C’est dangereux, mais nécessaire.
Je reviens silencieusement vers ce dernier.
Il est assis par terre, les bras ballants, inutilisables à présent qu’il a les épaules fracassées.
Son arme gît à ses pieds. Je me glisse en rampant jusqu’à lui en lui faisant signe de ne pas faire de bruit. Il me regarde, hagard, observant le silence que je lui intime, attendant par sa docilité je ne sais quelle clémence de ma part.
L’une des tares rédhibitoires des tueurs est de croire qu’ils sont les seuls à pouvoir délivrer la mort sans état d’âme. Parvenu tout près de lui, je lui susurre à l’oreille :
- Tiens, tombeur, ça, c’est un petit cadeau de la part de ma femme ! Dans quelques secondes, les morceaux de tes joyeuses iront décorer les arbres et nourrir les corbeaux ! S’ils ne sont pas dégoûtés !

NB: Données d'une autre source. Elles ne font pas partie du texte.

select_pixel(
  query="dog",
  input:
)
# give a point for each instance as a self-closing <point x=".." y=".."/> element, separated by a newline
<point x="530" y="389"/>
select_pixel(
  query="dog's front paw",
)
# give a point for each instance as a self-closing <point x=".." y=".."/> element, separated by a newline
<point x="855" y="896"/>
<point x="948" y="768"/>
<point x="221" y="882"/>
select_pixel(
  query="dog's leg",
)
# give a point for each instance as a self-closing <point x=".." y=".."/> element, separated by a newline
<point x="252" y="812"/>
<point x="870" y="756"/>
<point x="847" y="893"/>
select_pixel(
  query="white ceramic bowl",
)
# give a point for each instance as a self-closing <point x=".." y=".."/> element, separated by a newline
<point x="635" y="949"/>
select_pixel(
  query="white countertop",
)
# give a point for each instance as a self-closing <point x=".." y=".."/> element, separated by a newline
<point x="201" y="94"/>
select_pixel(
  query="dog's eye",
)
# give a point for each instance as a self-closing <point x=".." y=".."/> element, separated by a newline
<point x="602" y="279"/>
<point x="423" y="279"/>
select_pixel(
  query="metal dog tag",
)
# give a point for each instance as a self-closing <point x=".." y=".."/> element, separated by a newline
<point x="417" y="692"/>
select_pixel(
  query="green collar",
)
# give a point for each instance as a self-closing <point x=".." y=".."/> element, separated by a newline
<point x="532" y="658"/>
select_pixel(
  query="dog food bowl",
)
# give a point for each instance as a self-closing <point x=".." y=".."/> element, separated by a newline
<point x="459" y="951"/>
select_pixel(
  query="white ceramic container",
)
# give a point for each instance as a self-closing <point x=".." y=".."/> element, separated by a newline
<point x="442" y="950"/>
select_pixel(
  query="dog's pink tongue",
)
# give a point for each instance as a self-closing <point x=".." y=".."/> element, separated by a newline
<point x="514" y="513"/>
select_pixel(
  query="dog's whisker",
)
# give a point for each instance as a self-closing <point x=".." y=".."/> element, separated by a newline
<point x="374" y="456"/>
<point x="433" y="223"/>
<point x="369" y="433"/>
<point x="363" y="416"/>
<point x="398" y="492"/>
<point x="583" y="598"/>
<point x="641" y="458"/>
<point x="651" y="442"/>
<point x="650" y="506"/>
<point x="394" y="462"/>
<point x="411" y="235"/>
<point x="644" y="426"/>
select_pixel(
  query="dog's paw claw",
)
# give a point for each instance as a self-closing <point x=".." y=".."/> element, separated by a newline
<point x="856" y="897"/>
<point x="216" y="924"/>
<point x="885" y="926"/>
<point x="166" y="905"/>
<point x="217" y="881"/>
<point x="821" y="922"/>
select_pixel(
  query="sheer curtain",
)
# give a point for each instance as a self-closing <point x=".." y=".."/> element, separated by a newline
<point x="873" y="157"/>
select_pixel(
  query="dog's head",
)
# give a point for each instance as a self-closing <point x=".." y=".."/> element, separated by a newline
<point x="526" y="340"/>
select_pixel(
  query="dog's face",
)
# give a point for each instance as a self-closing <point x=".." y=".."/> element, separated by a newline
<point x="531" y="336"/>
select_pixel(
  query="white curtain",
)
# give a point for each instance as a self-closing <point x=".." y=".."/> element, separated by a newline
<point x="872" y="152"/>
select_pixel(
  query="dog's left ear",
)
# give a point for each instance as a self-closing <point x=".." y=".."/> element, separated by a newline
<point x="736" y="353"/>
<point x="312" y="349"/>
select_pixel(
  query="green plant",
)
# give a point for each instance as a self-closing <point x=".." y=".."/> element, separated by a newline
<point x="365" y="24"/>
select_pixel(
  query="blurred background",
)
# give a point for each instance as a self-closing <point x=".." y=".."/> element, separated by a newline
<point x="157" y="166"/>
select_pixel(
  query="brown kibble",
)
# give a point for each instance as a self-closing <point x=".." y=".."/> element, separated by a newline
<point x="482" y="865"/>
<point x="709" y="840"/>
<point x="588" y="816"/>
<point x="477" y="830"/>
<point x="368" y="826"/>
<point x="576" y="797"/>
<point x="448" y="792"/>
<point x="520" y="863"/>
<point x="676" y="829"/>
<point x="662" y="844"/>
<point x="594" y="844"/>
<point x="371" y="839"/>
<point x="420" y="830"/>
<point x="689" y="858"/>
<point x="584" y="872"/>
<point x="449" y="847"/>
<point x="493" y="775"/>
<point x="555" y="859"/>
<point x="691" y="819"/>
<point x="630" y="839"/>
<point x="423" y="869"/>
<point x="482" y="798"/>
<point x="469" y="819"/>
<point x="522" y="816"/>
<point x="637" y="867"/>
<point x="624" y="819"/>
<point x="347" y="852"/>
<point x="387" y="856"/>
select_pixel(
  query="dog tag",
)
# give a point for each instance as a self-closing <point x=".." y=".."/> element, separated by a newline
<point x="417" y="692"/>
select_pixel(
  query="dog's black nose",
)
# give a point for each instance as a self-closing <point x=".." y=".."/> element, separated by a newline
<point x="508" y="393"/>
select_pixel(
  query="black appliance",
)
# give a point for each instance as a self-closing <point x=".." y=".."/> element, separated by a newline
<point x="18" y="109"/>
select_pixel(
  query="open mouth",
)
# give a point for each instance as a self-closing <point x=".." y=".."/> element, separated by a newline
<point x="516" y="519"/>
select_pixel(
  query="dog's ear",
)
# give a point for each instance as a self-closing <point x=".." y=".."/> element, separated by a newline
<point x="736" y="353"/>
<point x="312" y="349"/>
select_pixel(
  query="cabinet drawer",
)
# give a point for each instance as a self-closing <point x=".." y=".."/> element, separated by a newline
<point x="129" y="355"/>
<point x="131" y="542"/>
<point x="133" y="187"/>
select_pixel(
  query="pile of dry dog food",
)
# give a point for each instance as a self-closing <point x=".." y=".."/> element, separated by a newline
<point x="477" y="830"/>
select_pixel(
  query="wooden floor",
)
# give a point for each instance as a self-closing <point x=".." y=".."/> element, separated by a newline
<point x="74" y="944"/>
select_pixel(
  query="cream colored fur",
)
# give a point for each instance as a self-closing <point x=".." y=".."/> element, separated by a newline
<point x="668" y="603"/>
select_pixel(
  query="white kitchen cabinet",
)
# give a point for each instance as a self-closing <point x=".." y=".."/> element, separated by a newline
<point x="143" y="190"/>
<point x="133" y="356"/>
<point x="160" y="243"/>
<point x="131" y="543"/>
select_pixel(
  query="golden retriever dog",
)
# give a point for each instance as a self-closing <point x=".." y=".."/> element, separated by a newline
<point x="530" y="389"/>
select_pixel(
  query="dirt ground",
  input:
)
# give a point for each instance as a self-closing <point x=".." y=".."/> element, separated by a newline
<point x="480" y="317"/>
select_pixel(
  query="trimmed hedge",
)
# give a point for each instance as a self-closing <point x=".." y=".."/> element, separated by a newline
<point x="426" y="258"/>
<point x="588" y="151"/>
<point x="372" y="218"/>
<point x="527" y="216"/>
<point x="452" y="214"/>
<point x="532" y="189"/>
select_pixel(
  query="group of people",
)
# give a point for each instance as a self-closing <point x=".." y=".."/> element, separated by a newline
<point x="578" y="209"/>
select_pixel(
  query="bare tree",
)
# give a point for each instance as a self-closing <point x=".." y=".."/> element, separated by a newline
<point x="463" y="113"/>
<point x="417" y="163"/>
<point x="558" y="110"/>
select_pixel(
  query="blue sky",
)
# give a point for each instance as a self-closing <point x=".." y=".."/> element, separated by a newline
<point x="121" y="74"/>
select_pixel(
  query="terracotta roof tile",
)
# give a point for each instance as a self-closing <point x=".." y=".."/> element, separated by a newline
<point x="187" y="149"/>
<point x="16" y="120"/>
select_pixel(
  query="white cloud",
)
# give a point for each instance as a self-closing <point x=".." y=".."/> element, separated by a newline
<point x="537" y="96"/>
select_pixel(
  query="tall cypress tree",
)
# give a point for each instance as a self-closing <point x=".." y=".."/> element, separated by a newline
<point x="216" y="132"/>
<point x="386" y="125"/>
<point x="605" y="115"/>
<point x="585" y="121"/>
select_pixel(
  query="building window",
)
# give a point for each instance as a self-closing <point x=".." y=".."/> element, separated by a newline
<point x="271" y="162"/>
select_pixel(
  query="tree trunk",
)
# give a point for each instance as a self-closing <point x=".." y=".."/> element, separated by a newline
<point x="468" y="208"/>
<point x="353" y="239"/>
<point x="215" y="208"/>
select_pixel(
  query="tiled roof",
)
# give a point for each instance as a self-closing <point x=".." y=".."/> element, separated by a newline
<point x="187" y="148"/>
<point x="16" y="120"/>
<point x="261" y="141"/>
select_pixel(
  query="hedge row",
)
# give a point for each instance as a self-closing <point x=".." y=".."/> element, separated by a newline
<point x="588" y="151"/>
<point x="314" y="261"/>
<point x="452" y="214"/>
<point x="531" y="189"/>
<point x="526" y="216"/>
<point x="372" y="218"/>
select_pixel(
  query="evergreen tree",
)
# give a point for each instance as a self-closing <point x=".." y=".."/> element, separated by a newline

Je lui montre rapidement la grenade que je dégoupille ostensiblement avant de la glisser dans son pantalon, bien au contact de son membre prétendument ravageur.
Puis je repars rapidement vers la gauche, m'aplatissant le plus possible sur le sol.
Raf se met à hurler, un cri de désespoir qui s’achève en hululement avant de s’éteindre avec la déflagration de la grenade.
Je pense avoir localisé l’endroit d’où sont partis les derniers coups de feu. Rudy aurait pu se manifester auparavant, croyant m’avoir touché. A présent, ayant entendu les cris de Raf et l’explosion de la grenade, il n’y a plus aucune chance pour que Rudy découvre prématurément sa position.

Et puisqu’il va se méfier encore plus maintenant, il va falloir que ce soit moi qui le débusque. Je tire rapidement six doublés en arc de cercle devant moi et je change de position le plus rapidement possible, tout en remplaçant le chargeur vide de mon arme par un autre.
En réplique à mon tir de barrage, une dizaine de coups de feu claque, une partie seulement vers la position que j’occupais, les dernières me sifflant aux oreilles.
Ce Rudy connaît la musique, décidément.
J’arrose à nouveau les buissons d’où les coups de feu semblent être partis… Je vide tout un chargeur, pendant que d’autres détonations me répondent.
Je sens une vive douleur me brûler le bras gauche, juste en dessous de l’épaule. Je me déplace le plus silencieusement possible, tout en changeant de chargeur.